The Rosetta macromolecular modeling software is a versatile, rapidly developing set of tools that are now being routinely utilized to address state-of-the-art research challenges in academia and industrial research settings. A Rosetta Conference (RosettaCon) describing updates to the Rosetta source code is held annually. Every two years, a Rosetta Conference (RosettaCon) special collection describing the results presented at the annual conference by participating RosettaCommons labs is published by the Public Library of Science (PLOS). This is the introduction to the third RosettaCon 2014 Special Collection published by PLOS.

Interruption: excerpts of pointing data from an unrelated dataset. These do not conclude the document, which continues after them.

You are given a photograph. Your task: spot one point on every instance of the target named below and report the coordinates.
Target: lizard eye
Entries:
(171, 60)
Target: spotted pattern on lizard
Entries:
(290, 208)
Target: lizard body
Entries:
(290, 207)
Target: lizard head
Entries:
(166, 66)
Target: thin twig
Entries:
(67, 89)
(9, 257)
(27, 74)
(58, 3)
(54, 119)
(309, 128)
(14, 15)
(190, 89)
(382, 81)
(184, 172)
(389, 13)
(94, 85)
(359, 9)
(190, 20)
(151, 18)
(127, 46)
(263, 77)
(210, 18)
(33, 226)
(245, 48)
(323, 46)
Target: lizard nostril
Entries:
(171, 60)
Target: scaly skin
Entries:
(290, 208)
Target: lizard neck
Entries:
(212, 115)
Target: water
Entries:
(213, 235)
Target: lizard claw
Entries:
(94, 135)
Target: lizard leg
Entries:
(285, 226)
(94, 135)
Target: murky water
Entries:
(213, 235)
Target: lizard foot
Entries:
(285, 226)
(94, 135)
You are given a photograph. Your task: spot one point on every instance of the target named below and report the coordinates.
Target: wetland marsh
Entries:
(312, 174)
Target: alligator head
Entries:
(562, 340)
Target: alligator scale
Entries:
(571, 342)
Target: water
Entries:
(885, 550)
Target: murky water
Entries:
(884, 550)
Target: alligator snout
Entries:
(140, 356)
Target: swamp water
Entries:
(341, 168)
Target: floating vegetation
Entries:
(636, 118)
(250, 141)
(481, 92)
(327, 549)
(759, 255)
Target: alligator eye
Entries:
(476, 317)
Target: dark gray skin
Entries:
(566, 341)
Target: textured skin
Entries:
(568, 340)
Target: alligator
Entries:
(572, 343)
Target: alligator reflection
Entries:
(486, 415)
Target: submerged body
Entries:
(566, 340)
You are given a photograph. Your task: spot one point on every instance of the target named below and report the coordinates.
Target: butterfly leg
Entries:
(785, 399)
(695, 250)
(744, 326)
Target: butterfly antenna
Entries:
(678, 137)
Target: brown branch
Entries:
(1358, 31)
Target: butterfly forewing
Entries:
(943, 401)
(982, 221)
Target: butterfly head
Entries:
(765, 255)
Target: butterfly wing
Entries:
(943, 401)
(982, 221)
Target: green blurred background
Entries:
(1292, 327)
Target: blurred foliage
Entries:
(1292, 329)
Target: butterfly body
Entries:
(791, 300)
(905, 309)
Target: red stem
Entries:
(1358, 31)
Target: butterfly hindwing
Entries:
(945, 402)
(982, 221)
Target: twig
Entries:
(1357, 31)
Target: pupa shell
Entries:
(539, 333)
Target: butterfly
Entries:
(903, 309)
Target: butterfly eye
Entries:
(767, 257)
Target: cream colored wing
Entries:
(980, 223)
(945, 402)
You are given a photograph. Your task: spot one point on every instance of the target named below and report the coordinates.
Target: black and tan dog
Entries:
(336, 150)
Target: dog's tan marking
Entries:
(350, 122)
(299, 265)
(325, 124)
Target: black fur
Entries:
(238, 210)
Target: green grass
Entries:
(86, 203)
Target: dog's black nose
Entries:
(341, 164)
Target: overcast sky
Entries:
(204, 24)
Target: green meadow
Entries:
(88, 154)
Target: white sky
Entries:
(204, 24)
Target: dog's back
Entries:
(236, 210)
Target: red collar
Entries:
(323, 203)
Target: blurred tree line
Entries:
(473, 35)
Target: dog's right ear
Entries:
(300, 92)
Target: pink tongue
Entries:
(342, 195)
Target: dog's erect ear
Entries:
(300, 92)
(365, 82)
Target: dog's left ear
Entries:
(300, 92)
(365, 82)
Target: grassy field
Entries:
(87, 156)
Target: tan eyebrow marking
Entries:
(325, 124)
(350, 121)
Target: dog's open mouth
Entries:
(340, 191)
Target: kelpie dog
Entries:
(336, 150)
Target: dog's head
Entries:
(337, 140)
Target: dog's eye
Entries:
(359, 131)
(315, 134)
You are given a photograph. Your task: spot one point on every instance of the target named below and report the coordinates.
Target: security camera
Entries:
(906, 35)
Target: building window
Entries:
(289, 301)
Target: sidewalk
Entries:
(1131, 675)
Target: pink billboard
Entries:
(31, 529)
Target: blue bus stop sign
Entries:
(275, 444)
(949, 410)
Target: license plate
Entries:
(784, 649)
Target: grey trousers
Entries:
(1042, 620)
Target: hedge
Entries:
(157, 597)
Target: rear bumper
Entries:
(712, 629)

Citation: Khare SD, Whitehead TA (2015) Introduction to the Rosetta Special Collection. PLoS ONE 10(12): e0144326. https://doi.org/10.1371/journal.pone.0144326
Editor: Yang Zhang, University of Michigan, UNITED STATES
Published: December 29, 2015
Copyright: © 2015 Khare, Whitehead. This is an open access article distributed under the terms of the Creative Commons Attribution License, which permits unrestricted use, distribution, and reproduction in any medium, provided the original author and source are credited
Data Availability: There is no data associated with this introduction to the special collection.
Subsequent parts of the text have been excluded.